L'opération est soumise à l'approbation des autorités compétentes en matière de concurrence.

De Croo en appelle à la sauvegarde de la concurrence

Dans une réaction, le ministre de l'Agenda numérique et des Télécommunications Alexander De Croo a dit souhaiter que les autorités belges et européennes de la concurrence élaborent des mesures correctrices pour préserver la concurrence.

Le ministre souligne l'importance des investissements dans les infrastructures de réseau mobiles. "Base a joué un rôle important ces dernières années en proposant des offres innovantes à bas prix et en donnant accès au marché à des acteurs virtuels, ce qui a boosté le fonctionnement du marché. Enfin, Base a commercialisé une offre triple play à un prix inférieur à la concurrence", a rappelé le ministre fédéral.

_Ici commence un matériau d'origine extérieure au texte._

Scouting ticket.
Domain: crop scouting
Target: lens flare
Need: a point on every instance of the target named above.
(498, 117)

Selon lui, il revient aux autorités belges et européennes de la concurrence d'identifier "à quelles conditions de sauvegarde de la concurrence une possible vente de Base à Telenet pourra être approuvée".

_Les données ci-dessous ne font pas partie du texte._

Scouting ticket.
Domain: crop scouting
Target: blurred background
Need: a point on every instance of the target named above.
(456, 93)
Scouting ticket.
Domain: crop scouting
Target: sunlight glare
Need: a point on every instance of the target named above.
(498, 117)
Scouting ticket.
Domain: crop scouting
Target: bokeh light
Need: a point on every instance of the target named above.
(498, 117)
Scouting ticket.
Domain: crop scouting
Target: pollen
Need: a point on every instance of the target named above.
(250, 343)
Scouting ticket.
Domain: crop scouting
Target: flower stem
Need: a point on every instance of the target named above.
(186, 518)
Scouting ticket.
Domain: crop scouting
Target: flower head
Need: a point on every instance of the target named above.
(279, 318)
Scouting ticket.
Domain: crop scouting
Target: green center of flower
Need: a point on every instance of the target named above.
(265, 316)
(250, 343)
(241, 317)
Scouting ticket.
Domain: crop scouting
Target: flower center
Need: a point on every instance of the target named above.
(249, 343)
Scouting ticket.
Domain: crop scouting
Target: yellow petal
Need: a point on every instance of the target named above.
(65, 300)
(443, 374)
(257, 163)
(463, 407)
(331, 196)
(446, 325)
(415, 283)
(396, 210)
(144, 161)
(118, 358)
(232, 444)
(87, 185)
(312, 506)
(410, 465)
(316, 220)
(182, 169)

Pour Alexander De Croo, un accès efficace des "autres acteurs du marché" aux autres réseaux fixes et mobiles est "crucial". Il doit permettre à des "acteurs alternatifs" de rester dans la course avec des prix concurrentiels.

Base dispose aujourd'hui dans son réseau d'un grand nombre d'opérateurs virtuels mobiles, qui s'adressent à des groupes cibles spécifiques avec des abonnements innovants à bas prix. "Ces petits acteurs virtuels doivent pouvoir continuer à jouer leur rôle de stimulant de la concurrence", souligne le ministre libéral flamand.

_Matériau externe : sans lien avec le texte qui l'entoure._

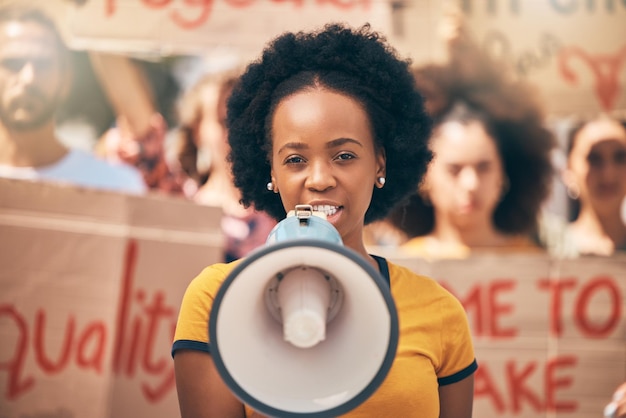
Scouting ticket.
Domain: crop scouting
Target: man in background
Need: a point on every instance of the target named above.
(35, 78)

Après des spéculations relayées dans la presse, le ministre a envoyé le 8 avril 2015 un courrier à l'IBPT, le régulateur belge des télécommunications, en lui demandant de se préparer à tous les scénarios de vente possibles pour pouvoir soutenir les autorités de la concurrence. Le régulateur des télécoms est le mieux placé pour estimer l'impact d'une vente sur la concurrence sur le marché et pour proposer des mesures appropriées pour garantir la concurrence.

Le rachat de Base "renforce le duopole d'acteurs fixes qui régit le marché"

De son côté, Mobistar a estimé que la transaction annoncée lundi "renforce encore le duopole d'acteurs fixes qui régit le marché belge et devrait plus que jamais inciter les régulateurs à améliorer les conditions d'ouverture du marché du câble".

Dans un communiqué, Mobistar constate que la Belgique sera désormais dotée de deux opérateurs convergents d'infrastructures fixes et mobiles (Proximus et Telenet/Base) et indique attendre des autorités de la concurrence que "celles-ci analysent les conséquences du rachat (de Base par Telenet, ndlr) avec rigueur dans l'intérêt des consommateurs belges, à la fois pour les services de téléphonie fixe et mobile".

Mobistar, qui est par ailleurs lié avec Telenet jusqu'en 2017 par un contrat MVNO permettant à Telenet d'utiliser le réseau mobile de Mobistar pour commercialiser ses offres "King" et "Kong", affirme que la transaction annoncée lundi "ne modifie en rien" sa stratégie et "confirme la pertinence de son ambition de devenir un opérateur convergent".

"Cette opération ouvre la voie de la consolidation du marché belge, dans laquelle Mobistar entend jouer un rôle central", conclut le groupe de télécoms.

Garanties sur l'emploi

Enfin, le syndicat chrétien d'employés LBC-NVK s'est dit "vigilant" après l'annonce du rachat de l'opérateur de téléphonie mobile. "Nous voulons des garanties claires en matière d'emploi", déclare le responsable syndical Robert Veekman.

Des conseils d'entreprises sont prévus ce lundi tant chez Base que chez Telenet. Des garanties en matière de maintien de l'emploi figureront en tête des priorités syndicales, souligne-t-on encore.